The state of Washington took tough measures against online gambling this year, making it a felony in June. The state said gamblers risk jail time if convicted, but it has indicated it would focus enforcement on gambling sites and service providers rather than individuals.

Although poker's popularity has mushroomed in recent years through the Internet and television, nobody knows how many online players live in Oregon.

Thomas L. Moore, a Wilsonville researcher who conducted a 2006 gambling survey partly funded by the state, found that only 1.7 percent of adults surveyed had played games of chance online in the past year. That represented a mere fraction of the 64.5 percent of Oregon adults who said they gambled in some form in the past year.

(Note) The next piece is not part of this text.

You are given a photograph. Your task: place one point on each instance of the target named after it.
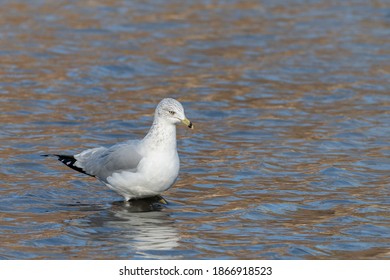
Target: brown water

Nevertheless, authorities on gambling addiction say online gambling -- video crack, as some players call it -- can trap individuals because it is easily accessible and isolating. It is also very popular with college students who can run up huge credit-card bills or drain financial-aid accounts.

Jeff Marotta, problem gambling services manager in the Oregon Department of Human Services, said the new law appears hard to enforce. He also said gamblers are adept at avoiding hurdles.

But in general, Marotta said, constructing barriers can help the uninitiated from developing gambling habits.

Too late for the crowd in Valdez's apartment. He is online every day, joining players from Vietnam to Scotland and Houston to Maine.

"If it's illegal in Oregon," said Valdez, his eyes fixed on the computer screen, "I'm going to have to move to Canada or Mexico."